Leia um trecho do conto “As Dores de Josefa”, de Manuela Costa, que dá nome à antologia de prosa recém-lançada pela Nega Lilu Editora:

“Josefa era uma menina mirradinha e atrevida que ninguém dava nada por ela. Era uma mulatinha magricela que não passava dos 16 anos, mas não se sabe ao certo, porque a mãe quando não estava grávida, estava parindo e há muito deixara de contar os filhos e acompanhar quando qual nascera. Vivia com a vasta família de sabe-se lá quantos irmãos e pais diferentes numa casinha de pau a pique onde a cada mês a relação de moradores mudava – era filho saindo e varão entrando o tempo todo. Sua mãe era uma matrona roliça e solta, que andava pra cima e pra baixo carregando o pesado corpo e mascando fumo. (…)

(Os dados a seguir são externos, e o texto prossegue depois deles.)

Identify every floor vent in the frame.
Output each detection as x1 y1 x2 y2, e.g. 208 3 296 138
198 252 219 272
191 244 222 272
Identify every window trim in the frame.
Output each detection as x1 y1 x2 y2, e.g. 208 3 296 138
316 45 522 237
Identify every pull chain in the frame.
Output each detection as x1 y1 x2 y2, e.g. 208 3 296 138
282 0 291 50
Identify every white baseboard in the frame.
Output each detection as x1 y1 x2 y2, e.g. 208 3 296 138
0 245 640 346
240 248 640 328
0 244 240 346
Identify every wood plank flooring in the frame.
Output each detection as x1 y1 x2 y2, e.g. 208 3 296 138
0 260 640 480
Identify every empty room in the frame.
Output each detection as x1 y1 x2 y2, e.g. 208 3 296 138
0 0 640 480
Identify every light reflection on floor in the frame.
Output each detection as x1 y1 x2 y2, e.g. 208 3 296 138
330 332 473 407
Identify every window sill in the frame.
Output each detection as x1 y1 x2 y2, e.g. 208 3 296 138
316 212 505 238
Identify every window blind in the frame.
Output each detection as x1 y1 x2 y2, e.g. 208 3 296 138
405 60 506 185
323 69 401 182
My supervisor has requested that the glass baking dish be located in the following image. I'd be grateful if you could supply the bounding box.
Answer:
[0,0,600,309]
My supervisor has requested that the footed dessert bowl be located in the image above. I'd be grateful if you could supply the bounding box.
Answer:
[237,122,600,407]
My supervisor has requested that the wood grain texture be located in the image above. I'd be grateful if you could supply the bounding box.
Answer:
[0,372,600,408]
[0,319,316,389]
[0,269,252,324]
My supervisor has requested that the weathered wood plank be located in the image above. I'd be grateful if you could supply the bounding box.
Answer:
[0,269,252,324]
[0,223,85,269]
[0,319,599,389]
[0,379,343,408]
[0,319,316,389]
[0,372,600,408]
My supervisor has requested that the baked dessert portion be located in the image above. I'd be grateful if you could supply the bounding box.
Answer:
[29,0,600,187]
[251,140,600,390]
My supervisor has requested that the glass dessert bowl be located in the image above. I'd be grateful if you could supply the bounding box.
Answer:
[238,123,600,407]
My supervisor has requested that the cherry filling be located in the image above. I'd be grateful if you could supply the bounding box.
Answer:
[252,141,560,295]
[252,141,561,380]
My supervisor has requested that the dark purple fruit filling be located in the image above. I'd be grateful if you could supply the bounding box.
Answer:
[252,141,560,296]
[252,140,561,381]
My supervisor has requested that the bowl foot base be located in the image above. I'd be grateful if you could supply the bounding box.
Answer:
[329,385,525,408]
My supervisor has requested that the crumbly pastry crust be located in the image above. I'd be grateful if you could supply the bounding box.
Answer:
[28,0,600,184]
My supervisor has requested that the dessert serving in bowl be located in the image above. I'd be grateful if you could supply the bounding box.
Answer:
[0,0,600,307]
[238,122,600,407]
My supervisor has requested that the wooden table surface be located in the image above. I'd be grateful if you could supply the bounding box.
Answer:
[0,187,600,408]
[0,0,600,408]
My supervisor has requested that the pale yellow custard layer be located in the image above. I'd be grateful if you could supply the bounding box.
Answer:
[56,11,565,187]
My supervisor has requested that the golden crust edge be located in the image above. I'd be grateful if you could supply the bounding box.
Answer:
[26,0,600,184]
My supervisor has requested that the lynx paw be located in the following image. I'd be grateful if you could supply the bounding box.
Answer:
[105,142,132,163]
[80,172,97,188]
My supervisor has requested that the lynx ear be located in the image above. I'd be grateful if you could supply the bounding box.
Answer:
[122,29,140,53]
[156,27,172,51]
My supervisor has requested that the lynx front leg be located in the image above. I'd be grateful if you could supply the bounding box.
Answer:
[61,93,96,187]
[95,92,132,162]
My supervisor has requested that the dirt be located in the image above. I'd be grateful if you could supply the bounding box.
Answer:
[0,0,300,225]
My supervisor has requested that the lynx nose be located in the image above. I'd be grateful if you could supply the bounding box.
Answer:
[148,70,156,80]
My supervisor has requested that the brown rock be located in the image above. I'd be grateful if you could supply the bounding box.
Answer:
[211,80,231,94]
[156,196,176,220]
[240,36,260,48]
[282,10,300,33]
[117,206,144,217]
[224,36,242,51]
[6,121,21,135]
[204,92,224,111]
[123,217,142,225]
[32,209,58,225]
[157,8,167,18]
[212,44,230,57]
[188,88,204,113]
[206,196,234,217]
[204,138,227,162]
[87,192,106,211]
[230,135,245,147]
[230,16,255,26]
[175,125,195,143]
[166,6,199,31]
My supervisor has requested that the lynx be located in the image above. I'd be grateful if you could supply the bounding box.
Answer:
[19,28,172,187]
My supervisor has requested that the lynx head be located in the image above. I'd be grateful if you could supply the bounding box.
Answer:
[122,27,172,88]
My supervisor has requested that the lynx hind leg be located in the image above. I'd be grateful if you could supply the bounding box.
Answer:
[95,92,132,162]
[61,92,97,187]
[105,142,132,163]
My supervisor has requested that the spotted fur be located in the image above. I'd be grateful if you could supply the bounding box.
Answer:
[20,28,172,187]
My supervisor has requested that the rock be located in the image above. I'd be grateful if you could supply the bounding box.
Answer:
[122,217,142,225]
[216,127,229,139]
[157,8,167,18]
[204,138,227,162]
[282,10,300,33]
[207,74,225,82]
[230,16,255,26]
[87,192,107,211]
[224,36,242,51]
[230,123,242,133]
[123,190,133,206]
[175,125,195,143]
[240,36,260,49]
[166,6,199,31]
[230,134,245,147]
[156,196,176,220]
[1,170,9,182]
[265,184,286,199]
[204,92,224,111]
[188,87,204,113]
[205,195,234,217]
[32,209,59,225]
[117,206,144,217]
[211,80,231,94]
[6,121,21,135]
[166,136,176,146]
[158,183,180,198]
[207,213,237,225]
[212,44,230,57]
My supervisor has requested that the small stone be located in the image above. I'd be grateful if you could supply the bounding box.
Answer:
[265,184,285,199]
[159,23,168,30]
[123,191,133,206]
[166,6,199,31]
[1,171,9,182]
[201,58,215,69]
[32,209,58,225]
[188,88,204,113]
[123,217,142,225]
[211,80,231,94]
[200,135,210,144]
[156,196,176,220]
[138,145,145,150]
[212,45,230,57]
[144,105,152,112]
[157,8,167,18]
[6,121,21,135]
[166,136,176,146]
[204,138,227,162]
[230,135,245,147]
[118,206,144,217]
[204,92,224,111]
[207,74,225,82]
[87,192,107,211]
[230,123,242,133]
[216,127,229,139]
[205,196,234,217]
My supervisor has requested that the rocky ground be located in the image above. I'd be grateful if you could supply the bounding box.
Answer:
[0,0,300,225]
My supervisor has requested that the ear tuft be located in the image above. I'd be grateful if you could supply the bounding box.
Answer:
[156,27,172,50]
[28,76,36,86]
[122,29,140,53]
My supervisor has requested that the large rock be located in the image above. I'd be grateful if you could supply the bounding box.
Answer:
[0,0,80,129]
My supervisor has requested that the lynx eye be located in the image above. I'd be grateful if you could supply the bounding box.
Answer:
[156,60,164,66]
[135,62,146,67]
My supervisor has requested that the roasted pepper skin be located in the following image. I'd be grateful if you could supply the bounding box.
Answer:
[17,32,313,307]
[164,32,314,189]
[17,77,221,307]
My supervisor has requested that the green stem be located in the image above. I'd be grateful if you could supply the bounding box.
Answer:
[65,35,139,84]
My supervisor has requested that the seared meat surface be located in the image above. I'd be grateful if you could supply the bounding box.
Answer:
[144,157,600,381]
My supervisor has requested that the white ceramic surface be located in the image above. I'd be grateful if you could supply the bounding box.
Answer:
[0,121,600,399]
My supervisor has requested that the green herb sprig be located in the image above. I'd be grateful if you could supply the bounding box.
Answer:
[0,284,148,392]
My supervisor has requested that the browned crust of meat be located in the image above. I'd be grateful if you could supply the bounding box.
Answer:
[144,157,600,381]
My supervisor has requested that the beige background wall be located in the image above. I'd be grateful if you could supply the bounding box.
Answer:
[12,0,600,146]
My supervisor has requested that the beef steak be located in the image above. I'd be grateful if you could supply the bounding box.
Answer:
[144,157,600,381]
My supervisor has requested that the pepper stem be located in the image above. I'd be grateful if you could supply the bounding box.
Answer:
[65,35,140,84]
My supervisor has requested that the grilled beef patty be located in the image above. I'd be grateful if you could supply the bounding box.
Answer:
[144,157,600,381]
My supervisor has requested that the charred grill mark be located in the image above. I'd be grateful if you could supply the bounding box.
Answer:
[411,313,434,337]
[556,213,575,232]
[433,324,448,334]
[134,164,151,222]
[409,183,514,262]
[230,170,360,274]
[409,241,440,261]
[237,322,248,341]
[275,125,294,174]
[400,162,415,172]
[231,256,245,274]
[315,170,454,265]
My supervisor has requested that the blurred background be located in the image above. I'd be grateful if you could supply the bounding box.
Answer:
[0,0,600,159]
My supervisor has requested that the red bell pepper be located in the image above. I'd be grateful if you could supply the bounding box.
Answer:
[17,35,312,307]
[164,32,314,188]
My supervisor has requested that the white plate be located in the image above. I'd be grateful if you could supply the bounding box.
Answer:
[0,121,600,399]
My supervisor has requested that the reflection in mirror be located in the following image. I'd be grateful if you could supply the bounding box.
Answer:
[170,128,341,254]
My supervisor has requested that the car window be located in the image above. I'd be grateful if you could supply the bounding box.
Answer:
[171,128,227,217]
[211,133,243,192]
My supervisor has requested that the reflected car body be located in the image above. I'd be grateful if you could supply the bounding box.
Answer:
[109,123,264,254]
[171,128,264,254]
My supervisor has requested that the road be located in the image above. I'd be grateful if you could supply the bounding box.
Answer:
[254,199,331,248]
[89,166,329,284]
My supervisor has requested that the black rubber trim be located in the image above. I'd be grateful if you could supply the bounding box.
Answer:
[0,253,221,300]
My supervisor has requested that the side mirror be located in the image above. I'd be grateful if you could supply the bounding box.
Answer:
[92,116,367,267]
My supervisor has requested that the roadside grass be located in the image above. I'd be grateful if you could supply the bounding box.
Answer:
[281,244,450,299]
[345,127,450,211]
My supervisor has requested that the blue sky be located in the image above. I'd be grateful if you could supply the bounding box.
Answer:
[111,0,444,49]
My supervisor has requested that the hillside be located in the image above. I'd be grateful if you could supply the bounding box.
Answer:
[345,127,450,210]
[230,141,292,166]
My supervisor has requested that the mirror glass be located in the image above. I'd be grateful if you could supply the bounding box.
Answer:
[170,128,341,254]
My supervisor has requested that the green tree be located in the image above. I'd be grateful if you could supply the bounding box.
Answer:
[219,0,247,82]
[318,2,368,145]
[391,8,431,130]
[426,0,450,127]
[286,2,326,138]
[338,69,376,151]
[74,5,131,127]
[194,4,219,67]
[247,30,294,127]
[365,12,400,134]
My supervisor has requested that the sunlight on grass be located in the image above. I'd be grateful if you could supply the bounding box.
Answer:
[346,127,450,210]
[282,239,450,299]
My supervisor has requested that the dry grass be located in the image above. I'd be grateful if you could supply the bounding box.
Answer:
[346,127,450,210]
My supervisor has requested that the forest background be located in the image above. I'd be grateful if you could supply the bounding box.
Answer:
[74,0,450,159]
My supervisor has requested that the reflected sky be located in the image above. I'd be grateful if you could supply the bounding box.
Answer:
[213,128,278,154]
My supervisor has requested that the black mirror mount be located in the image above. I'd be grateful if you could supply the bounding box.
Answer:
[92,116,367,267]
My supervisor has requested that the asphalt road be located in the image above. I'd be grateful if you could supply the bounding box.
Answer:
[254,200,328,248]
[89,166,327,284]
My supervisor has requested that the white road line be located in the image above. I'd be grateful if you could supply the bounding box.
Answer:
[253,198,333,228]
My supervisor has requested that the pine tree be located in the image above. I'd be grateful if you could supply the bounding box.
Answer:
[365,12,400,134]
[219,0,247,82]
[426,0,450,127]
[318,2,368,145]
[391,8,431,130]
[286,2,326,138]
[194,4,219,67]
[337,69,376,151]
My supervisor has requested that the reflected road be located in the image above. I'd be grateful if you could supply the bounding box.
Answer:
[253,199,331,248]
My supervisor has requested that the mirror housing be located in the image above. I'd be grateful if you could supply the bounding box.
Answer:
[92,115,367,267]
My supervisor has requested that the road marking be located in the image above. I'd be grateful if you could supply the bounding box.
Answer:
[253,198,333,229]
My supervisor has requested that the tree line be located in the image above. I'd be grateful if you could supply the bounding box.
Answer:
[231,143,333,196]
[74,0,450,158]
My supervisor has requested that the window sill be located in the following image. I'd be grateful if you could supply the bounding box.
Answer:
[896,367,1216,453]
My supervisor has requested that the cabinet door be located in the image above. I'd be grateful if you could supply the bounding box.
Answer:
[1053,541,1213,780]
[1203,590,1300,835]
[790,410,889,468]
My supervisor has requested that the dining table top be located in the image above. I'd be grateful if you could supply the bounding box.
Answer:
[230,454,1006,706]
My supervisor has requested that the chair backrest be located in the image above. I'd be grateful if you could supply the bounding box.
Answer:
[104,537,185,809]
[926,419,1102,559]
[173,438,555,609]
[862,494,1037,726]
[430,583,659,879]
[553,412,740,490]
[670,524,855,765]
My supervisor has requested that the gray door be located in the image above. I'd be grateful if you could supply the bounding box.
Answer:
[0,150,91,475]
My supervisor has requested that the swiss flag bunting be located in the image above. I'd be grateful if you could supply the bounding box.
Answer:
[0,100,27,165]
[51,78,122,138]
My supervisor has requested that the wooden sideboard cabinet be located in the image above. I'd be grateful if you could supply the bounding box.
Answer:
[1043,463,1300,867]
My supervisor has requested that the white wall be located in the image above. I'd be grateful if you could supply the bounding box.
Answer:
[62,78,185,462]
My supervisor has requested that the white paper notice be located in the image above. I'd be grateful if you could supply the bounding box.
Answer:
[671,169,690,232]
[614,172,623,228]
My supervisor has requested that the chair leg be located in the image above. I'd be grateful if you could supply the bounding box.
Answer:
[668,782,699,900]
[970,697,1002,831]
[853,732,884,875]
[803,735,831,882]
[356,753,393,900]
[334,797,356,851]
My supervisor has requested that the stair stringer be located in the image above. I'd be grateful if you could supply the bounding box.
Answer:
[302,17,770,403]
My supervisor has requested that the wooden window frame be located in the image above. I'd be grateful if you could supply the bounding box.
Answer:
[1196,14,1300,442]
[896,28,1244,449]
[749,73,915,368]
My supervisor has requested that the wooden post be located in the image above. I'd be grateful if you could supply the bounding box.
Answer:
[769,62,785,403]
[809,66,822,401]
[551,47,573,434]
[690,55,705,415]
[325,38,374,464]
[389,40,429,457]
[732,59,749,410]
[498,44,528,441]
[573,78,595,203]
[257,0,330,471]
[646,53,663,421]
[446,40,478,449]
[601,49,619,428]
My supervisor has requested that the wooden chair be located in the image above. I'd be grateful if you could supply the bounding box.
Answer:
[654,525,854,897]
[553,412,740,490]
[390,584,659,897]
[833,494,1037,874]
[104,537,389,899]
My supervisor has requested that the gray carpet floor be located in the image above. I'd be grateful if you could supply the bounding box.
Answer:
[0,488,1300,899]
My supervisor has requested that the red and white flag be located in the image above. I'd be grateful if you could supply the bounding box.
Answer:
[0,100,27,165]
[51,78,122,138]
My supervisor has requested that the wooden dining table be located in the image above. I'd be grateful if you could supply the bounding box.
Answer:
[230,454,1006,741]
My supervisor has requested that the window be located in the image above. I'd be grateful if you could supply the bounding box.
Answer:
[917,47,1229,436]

“Quando pequena, não largava do rabo de saia da mãe e sonhava em ser doceira de fruta cristalizada e figo em calda, mas conforme foi espichando e já podia sentar na porta da casinha dos avós quando caía a negritude do céu pipocado de luz, ficava sonhando em ser daquelas moças que pintavam unhas, bocas e olhos e usavam umas meias compridas e vazadas, percorrendo esquinas de terra em saltos carcomidos.”